Editorials

This is a number drivers and passengers can be proud of

Thumbs up: Seat Belt Use

Wow. What else can be said about the latest survey that found almost 98 percent of Washington motorists are using their seat belts. That’s one of the highest rates in the nation, according to officials with the state’s Traffic Safety Commission. The percentage of Washington drivers and passengers using seat belts rose to 97.6 percent this year, an improvement of 1.2 percentage points from 2009. The usage rate has been hovering around 96.4 percent for several years. “The closer we get to 100 percent seat belt use, the more difficult it becomes to realize higher use rates,” said Traffic Safety Commission Director Lowell Porter. “To jump from 96.4 to 97.6 percent is truly a significant improvement that moves Washington closer to its goal of zero traffic deaths and serious injuries by 2030.” Washington law requires seat belts on all passengers, and police can write tickets for noncompliance without any other infraction taking place. The survey is conducted annually for the National Highway Traffic Safety Administration. “The increase of 1.2 percent in the past year means that one third of nonusers in 2009 became seat belt users in 2010, truly an amazing accomplishment given that Washington has maintained one of the highest seat belt use rates in the nation for so many years,” said Dick Doane, research investigator with the commission.

Thumbs down: BIAW

After years of professing innocence, an arm of the Building Industry Association of Washington has agreed to pay $242,000 in immediate penalties to settle a lawsuit over its one-year delay in reporting money raised to aid Dino Rossi’s 2008 campaign for governor. The builders group had vilified Attorney General Rob McKenna because McKenna would not let the BIAW off the hook. Month after month in the builders’ newsletter, they belittled McKenna’s settlement offer of $900,000 saying the attorney general was trying to extort money from their organization. Now the builders’ Member Services Corporation has agreed to a settlement of $584,000. But $342,000 is suspended if the organization can keep from violating campaign disclosure laws until Dec. 31, 2016. That seems unlikely. This is the second-highest sanction in recent history against those who don’t follow PDC rules. The Washington Education Association paid sanctions of $975,000 for using nonmember fees to promote initiatives in 2000. BIAW officials say they aren’t admitting guilt by agreeing to the fine and $50,000 in attorney fees. Spokeswoman Erin Shannon said, “I would say we agreed to this settlement because fighting government – which has access to unlimited resources in a government town with a government court predisposed to favor government – is a losing battle.” Sounds like sour grapes.

Thumbs up: Sand Man

Here’s a bit of great news for Olympia’s maritime history buffs. The historic Sand Man tugboat which has plied the waters of Budd Inlet since 1910 has a new set of navigational lights to replace the ones stolen in March. Though the historic value of the lights is irreplaceable, a wooden boat enthusiast has donated a set of lights that are a close substitute.

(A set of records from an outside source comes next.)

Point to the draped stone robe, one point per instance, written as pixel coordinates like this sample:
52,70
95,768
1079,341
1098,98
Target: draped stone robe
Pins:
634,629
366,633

Robin Paterson, who owns the 1942 tugboat Joe, salvaged lights from a 1912 tugboat that was being scrapped. “They look the same,” said Kyle Murphy, president of the Sand Man Foundation, the nonprofit organization that owns the boat moored at Percival Landing. The red and green Perko lenses were originally lit with oil lamps. Eventually, light bulbs became the preferred illumination source. Paterson said he asked the owner of the 1912 tugboat being readied for the scrap yard, “Can I beg, borrow or steal them from you because someone has stolen the lights off the Sand Man?” He got them for free, and announced his donation during Harbor Days. Murphy said the lights will be installed soon, bolted down to avert another theft. That’s great news.

Thumbs up: Drop Boxes

Here’s some sobering statistics. Three in five teens say they have gotten prescription pills from their parents’ medicine cabinet. Youth admission to state-funded treatment programs for prescription opiates is 19 times as high as in 2001. And drug overdoses have surpassed car accidents as the leading cause of accidental deaths in the state. It’s clear that we, as individuals and as a society, must do a better job of keeping prescription drugs out of the hands of youngsters. And on that front, there is some good news. The number of official drop-off boxes for unwanted prescription drugs continues to grow in Thurston County. As a result, fewer youngsters will have access to dangerous and addictive drugs and the environment will benefit too because parents won’t be flushing them down the toilet or sending them to the landfill. Thurston County residents with surplus or unused prescription drugs have five collection sites they can use: the Thurston County Sheriff’s Office, Group Health Cooperative, and the Tenino, Tumwater and Lacey police departments. The Yelm Police Department has ordered a collection box to post outside its office too. Together, along with The Partnership for a Drug-Free America, has launched an educational program called RX360 to teach parents and families how to properly store, monitor and dispose of prescription drugs. Now it’s up to prescription users in South Sound to make sure their surplus drugs are properly disposed of in one of the safe drop boxes.